Characteristics of Belgian "life-ending acts without explicit patient request": a large-scale death certificate survey revisited.
"Life-ending acts without explicit patient request," as identified in robust international studies, are central in current debates on physician-assisted dying. Despite their contentiousness, little attention has been paid to their actual characteristics and to what extent they truly represent nonvoluntary termination of life.
We analyzed the 66 cases of life-ending acts without explicit patient request identified in a large-scale survey of physicians certifying a representative sample of deaths (n = 6927) in Flanders, Belgium, in 2007. The characteristics we studied included physicians' labelling of the act, treatment course and doses used, and patient involvement in the decision.
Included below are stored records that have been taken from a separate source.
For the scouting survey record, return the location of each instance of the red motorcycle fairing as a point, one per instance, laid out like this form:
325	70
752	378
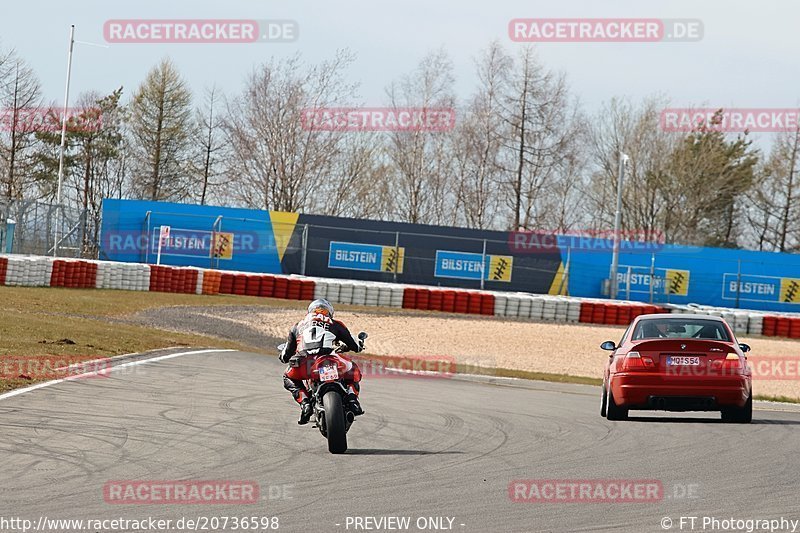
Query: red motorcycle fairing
309	366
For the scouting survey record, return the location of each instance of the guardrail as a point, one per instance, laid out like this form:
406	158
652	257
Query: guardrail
40	271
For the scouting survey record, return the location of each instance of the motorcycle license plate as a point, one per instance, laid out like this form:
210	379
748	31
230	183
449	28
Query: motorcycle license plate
328	373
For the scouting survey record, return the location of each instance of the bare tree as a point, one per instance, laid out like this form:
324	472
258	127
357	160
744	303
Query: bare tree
478	145
421	161
210	147
774	211
279	158
161	128
543	129
648	204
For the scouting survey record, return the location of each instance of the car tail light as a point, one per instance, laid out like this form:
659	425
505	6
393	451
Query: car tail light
635	361
731	364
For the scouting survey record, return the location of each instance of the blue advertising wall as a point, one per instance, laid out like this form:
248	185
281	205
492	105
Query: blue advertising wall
277	242
685	274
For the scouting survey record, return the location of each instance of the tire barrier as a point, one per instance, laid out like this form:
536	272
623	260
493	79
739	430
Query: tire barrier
73	274
39	271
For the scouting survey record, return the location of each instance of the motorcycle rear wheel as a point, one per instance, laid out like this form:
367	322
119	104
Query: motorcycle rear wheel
334	422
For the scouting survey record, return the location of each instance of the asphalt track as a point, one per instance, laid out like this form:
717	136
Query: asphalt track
425	448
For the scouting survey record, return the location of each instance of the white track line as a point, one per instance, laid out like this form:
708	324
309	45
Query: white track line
17	392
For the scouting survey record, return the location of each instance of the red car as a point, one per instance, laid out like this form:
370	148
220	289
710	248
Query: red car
675	362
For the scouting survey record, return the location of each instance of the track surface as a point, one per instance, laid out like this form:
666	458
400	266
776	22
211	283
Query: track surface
426	447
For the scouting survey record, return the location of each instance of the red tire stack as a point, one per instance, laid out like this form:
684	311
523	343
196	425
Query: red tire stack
487	304
409	298
281	287
293	289
267	286
436	300
462	302
307	287
226	284
474	303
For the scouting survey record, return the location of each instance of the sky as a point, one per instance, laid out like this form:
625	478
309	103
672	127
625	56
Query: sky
746	57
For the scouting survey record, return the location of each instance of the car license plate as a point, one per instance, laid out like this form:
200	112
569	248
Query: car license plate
683	360
329	373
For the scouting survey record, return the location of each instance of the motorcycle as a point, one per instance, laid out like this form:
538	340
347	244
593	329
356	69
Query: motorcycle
328	392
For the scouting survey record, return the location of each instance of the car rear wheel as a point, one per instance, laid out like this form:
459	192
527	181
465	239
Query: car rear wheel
603	401
613	411
739	415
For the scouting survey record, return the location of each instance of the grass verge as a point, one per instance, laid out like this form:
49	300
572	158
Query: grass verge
40	327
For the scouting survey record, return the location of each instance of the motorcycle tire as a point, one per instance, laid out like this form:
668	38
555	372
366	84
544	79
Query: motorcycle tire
334	422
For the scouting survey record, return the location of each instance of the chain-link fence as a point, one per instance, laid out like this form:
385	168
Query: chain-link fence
29	227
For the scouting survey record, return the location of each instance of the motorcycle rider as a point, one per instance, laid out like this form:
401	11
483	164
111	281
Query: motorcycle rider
320	315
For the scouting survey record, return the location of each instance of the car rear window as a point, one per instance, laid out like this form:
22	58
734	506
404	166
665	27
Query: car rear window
676	328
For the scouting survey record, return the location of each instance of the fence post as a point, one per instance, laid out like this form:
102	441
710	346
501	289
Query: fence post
396	254
483	263
305	251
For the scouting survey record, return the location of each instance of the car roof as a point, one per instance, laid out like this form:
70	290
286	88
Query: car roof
682	316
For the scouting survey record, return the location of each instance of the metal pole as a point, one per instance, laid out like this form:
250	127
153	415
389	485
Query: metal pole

In most cases (87.9%), physicians labelled their acts in terms of symptom treatment rather than in terms of ending life. By comparing drug combinations and doses of opioids used, we found that the life-ending acts were similar to intensified pain and symptom treatment and were distinct from euthanasia. In 45 cases, there was at least 1 characteristic inconsistent with the common understanding of the practice: either patients had previously expressed a wish for ending life (16/66, 24.4%), physicians reported that the administered doses had not been higher than necessary to relieve suffering (22/66, 33.3%), or both (7/66, 10.6%).
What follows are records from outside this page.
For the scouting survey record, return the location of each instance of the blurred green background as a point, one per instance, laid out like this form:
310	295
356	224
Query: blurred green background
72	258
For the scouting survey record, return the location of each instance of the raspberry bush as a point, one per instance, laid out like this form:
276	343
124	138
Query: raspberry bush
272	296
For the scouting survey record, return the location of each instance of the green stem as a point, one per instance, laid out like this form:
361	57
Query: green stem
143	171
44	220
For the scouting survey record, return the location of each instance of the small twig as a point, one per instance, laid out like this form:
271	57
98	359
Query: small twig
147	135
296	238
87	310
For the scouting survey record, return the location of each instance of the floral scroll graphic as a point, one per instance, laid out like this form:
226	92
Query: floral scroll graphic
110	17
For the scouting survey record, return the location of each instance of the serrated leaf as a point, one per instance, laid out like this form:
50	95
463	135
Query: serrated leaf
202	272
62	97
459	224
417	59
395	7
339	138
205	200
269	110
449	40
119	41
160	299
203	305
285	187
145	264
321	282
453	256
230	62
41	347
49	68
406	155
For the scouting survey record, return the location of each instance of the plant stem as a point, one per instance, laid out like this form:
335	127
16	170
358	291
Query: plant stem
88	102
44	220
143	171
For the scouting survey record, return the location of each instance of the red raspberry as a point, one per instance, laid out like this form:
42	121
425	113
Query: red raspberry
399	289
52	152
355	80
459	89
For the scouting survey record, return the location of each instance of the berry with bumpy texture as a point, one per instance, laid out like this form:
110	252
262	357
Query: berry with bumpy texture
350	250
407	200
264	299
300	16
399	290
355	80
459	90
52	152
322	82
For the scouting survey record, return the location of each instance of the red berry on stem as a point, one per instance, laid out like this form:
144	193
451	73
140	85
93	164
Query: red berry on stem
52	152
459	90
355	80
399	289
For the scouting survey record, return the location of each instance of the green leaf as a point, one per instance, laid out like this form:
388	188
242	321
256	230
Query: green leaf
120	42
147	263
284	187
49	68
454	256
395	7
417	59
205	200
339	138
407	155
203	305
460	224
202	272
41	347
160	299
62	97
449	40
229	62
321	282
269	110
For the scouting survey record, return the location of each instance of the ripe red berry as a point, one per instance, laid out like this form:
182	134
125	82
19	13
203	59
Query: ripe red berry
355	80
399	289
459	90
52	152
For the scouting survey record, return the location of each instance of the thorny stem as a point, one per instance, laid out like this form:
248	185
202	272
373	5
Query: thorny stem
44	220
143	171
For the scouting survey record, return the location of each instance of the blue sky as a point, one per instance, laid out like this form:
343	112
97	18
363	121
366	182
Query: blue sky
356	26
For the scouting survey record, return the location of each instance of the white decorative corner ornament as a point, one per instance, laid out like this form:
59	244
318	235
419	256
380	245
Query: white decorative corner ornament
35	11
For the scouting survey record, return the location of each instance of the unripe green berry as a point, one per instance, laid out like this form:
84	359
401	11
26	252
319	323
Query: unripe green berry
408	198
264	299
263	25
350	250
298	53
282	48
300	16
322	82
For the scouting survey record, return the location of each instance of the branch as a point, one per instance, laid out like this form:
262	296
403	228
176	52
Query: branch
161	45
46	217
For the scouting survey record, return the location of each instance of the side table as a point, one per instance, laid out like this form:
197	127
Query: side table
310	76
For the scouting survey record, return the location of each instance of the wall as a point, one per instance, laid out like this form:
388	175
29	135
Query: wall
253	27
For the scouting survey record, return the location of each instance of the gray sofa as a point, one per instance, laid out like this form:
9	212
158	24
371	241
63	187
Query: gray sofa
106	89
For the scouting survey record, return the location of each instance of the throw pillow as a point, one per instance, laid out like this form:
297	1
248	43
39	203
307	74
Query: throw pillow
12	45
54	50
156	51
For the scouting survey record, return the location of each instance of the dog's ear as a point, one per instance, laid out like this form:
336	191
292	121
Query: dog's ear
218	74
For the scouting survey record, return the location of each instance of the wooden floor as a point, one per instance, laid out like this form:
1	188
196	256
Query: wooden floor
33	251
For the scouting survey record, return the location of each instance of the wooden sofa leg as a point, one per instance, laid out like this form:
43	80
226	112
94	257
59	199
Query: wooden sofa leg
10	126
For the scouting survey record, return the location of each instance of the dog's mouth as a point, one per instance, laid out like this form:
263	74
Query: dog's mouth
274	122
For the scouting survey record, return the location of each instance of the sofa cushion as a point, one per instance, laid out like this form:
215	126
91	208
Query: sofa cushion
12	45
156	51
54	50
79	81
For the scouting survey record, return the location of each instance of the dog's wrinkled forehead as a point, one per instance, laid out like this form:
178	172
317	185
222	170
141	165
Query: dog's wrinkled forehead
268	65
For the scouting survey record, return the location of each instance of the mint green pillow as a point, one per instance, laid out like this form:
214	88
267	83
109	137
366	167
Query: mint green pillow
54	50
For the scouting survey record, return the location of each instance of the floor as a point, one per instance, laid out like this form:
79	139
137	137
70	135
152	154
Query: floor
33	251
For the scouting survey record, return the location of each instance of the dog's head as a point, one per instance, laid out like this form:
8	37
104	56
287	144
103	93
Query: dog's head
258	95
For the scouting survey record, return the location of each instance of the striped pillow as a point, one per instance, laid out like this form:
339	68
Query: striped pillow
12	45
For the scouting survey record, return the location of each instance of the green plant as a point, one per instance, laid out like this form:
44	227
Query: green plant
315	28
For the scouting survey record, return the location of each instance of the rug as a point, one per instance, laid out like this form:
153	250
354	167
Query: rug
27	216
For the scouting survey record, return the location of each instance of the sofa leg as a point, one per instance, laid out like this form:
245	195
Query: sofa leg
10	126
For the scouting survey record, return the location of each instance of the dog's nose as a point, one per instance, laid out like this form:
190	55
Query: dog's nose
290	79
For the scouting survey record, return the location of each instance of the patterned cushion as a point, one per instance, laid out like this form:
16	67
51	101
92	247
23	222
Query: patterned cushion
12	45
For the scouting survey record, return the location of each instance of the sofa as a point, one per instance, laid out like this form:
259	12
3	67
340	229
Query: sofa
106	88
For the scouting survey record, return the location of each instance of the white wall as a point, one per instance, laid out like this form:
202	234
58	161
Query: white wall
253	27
Most of the cases we studied did not fit the label of "nonvoluntary life-ending" for at least 1 of the following reasons: the drugs were administered with a focus on symptom control; a hastened death was highly unlikely; or the act was taken in accordance with the patient's previously expressed wishes. Thus, we recommend a more nuanced view of life-ending acts without explicit patient request in the debate on physician-assisted dying.